Stronzo. Cos'era diventato ancora più acido perché non si sentiva più il bello della situazione?

«Avanti, riproviamo un paio di volte la canzone di prima e poi andiamo a casa, che Keira e Damien saranno stanchi dopo il viaggio», Marzio si diresse verso il pianoforte.

«Riprovare? Perché non era andata bene prima?» Ebbi un inizio di ridarella nervosa che si spense subito quando realizzai che l'unico che mi aveva sentito era Damien, che stava appena dietro di me. Lo sentii sogghignare.

Mi avvicinai con riluttanza al gruppo che si disponeva su due file a semicerchio come veniva indicato scrupolosamente da Marzio, che nel frattempo spostava due aste portamicrofono davanti a tutti gli altri. Ecco, era lì che dovevo stare con Damien. Avrei preferito essere presa a frustate e la mia espressione non nascondeva quel pensiero.

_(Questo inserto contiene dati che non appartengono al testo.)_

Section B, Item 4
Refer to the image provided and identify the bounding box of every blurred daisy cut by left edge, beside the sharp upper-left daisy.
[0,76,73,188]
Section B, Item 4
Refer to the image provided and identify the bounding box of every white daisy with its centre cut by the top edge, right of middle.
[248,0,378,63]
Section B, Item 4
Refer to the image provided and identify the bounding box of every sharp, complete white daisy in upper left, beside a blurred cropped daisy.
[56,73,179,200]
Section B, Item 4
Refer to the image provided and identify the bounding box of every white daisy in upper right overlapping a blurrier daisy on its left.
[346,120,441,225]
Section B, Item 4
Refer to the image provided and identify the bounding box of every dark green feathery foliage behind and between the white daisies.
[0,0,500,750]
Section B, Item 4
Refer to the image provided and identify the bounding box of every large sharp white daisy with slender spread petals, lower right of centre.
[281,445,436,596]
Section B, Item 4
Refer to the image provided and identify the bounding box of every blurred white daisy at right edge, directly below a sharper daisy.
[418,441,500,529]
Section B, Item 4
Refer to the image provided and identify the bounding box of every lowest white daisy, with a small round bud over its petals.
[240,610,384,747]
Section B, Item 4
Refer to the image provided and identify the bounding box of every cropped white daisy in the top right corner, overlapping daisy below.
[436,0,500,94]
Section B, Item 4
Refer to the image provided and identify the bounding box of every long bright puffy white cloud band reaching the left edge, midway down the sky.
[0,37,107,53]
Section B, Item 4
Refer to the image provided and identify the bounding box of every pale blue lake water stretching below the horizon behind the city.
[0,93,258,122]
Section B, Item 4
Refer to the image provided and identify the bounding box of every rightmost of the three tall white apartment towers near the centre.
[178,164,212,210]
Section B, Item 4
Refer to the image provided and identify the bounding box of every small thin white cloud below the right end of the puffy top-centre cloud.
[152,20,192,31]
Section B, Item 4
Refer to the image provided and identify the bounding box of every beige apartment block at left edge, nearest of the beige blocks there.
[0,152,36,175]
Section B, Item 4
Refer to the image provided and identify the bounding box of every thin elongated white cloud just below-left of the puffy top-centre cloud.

Mentre Marzio ci diceva chi dei due doveva iniziare e come dividerci il testo, la parte del mio cervello ancora vigile si focalizzava su delle figure che si spostavano nella sala e si sistemavano davanti a noi, per godersi lo spettacolo: i tre moschettieri tristi - Dari, Mathias e un tizio che stavo notando solo in quel momento e che poi scoprii essere l'assistente di Damien, Nicholas Lee. Erano lì impettiti a guardare noi ragazze con sguardo severo, rilassandosi solo quando puntavano gli americani. Sembravano dei genitori che avevano portato i figli indisciplinati nella nuova casa di amici, piena di vasi e con le pareti bianche che a ogni sguardo promettono punizioni corporali in caso di macchie sul divano o qualsiasi altro tipo di incidente venisse loro in mente. Più ci pensavo e più ritenevo calzante il paragone. Mi stava riprendendo la ridarella nervosa e lì erano già tutti pronti per cantare. Dari mi diede un'occhiataccia e Mathias cambiò posizione mettendosi a braccia conserte, sembrava un militare.

La musica era partita e io mi ero persa quasi tutte le indicazioni di Marzio. Mannaggia a me. Di sicuro avevo sentito che doveva iniziare Damien. Era al mio fianco ma non lo avrei guardato neanche sotto tortura, perciò sguardo fisso su Marzio. Anche Damien era rivolto verso di lui quindi probabilmente ci era stato detto di fare così.